The WOW! project has an Advisory Board with senior representatives from governments and businesses who advise on policies around resource recovery from waste water (click to read about the first meeting). Because of COVID-19, the June meeting was a well-attend digital get-together. The National policy action plans were the one of the main calendar items.
The WOW! team had drafted a National policy action plan for The Netherlands. The point of departure is the Dutch circular economy program that aims for at a 100% circular economy in 2050. Dutch water authorities are frontrunners in circular economy in the sewage water chain, producing useful products in the Energy and Resources Factory. The legal framework is the end of waste legislation and the Guideline Waste or Product (Leidraad Afvalstof of Product, Ministry of I&W, July 2018). The National policy action plan states the five main obstacles or challenges initiators face and proposes five actions to overcome these hurdles. Members of the Advisory Board advised to focus on what can be achieved if hurdles are overcome, what the focus should be in countries such as Luxembourg, Belgium (Flanders) and Germany and via which channels these proposed actions can be best presented to maximise our impact. With this valuable input, the WOW! team is well set to draft the National Policy Action Plans for the other partner countries.

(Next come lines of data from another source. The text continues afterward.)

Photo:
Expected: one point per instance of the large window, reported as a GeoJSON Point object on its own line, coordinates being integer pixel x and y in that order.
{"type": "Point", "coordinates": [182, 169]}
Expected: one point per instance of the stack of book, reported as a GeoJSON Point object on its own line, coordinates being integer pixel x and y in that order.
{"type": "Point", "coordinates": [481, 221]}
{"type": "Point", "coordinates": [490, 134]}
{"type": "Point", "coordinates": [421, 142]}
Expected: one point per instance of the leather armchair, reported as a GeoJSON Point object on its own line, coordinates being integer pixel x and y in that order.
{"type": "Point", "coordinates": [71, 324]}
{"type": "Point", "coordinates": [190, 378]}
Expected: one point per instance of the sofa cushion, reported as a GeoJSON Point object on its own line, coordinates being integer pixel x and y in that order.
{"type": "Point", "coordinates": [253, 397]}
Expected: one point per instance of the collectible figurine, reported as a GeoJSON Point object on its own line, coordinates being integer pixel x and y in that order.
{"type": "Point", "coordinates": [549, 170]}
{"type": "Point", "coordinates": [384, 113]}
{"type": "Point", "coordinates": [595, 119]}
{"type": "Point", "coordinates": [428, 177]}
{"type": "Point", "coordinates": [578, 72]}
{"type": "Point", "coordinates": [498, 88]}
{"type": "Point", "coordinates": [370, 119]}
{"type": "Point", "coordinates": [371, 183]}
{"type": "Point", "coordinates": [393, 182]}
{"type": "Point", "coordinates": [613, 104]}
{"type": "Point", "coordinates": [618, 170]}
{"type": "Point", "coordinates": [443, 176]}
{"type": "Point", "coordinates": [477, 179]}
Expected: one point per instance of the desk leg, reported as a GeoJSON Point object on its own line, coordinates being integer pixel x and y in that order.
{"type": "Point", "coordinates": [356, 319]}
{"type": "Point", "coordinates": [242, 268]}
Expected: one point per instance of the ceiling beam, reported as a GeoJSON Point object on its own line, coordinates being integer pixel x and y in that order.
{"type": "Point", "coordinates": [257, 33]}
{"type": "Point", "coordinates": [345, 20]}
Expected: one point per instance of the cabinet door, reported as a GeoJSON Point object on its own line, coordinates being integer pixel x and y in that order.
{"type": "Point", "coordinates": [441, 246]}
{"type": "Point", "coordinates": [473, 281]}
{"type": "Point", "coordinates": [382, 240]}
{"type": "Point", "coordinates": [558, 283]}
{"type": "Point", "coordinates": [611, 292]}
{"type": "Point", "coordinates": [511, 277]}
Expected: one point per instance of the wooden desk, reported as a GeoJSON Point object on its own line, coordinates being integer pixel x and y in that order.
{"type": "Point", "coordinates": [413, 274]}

Next to the National policy action plans, the final version of the State of the Art report and a draft version of the report Critical success factors for valorisation routes were discussed, with a focus on legal and policy items. For the critical success factors, practical examples and lessons learnt in other European subsidy programmes are an indispensable source of information.
If you know a European subsidy programme or are initiator of a resource recovery project, please contact us at firstname.lastname@example.org.
We have already received input from the initiators of struvite recovery projects in Germany and the Netherlands, phosphorus recovery in Germany (PYREG and Reinighof), cellulose recovery in the Netherlands (Cellvation) and production of a biobased polymer in the Netherlands (Kaumera).